Write the current mesh to a CGNS file. This call isn’t used normally since the volume solution usually contains the grid

Parameters
fileNamestr

Name of the mesh file

writeSlicesFile(fileName)[source]

Evaluate and write the defined slice information to a tecplot file.

Parameters
fileNamestr

Slice file. Should have .dat extension.

writeSolution(outputDir=None, baseName=None, number=None, writeSlices=True, writeLift=True)[source]

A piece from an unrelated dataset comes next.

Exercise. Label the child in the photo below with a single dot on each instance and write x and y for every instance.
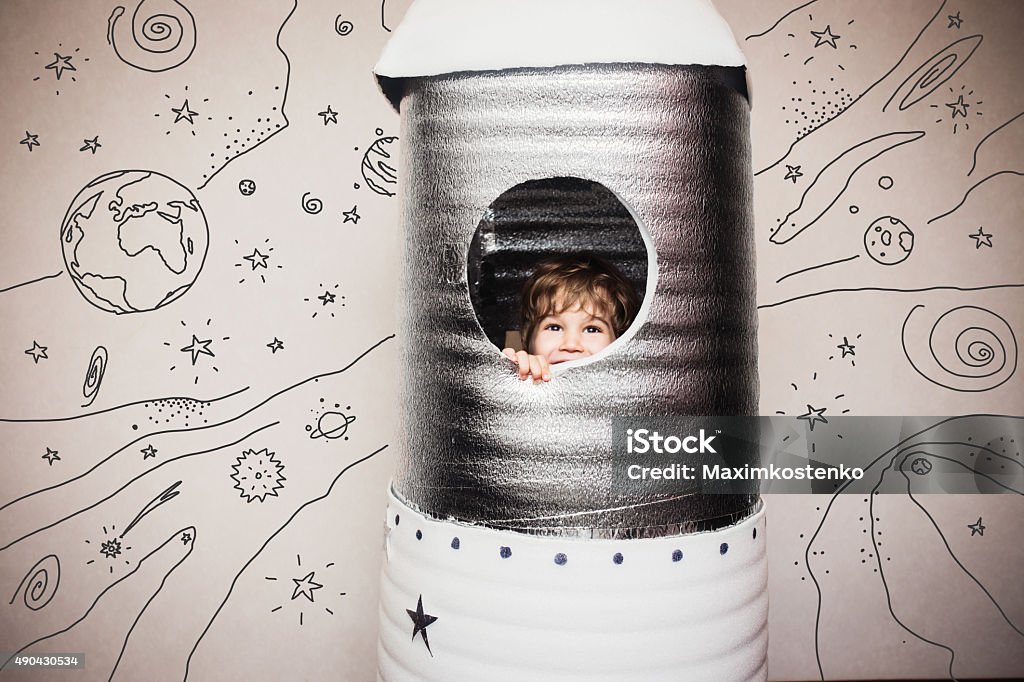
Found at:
(571, 307)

This is a generic shell function that potentially writes the various output files. The intent is that the user or calling program can call this file and ADflow write all the files that the user has defined. It is recommended that this function is used along with the associated logical flags in the options to determine the desired writing procedure

Parameters
outputDirstr

Use the supplied output directory

baseNamestr

Use this supplied string for the base filename. Typically only used from an external solver.

numberint

Use the user supplied number to index solution. Again, only typically used from an external solver.

writeSlicesbool

Flag to determine if the slice files are written, if we have any slices added.

writeLiftbool

Flag to determine if the lift files are written, if we have any lift distributions added.

writeSurfaceSensitivity(fileName, func, groupName=None)[source]

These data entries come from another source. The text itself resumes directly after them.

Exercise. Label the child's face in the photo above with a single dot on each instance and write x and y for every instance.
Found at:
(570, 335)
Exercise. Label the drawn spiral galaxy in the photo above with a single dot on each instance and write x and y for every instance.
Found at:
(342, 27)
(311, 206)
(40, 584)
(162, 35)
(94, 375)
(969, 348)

Write a tecplot file of the surface sensitivity. It is up to the use to make sure the adjoint already computed before calling this function.

Parameters
fileNamestr

String for output filename. Should end in .dat for tecplot.

funcstr

ADFlow objective string for the objective to write.

groupNamestr

Family group to use. Default to all walls if not given (None)

writeSurfaceSolutionFile(fileName)[source]

Write the current state of the surface flow solution to a CGNS file. Keyword arguments:

Parameters
fileNamestr

Name of the file. Should have .cgns extension.

writeSurfaceSolutionFileTecplot(fileName)[source]

Write the current state of the surface flow solution to a teclot file.

Parameters
fileNamestr

Name of the file. Should have .plt extension.

writeVolumeSolutionFile(fileName, writeGrid=True)[source]

Write the current state of the volume flow solution to a CGNS file. This is a lower level routine; Normally one should call writeSolution().

Parameters
fileNamestr

Name of the file. Should have .cgns extension.

writeGridbool

Flag specifying whether the grid should be included or if links should be used. Always writing the grid is recommended even in cases when it is not strictly necessary. Note that if writeGrid = False the volume files do not contain any grid coordinates rendering the file useless if a separate grid file was written out and is linked to it.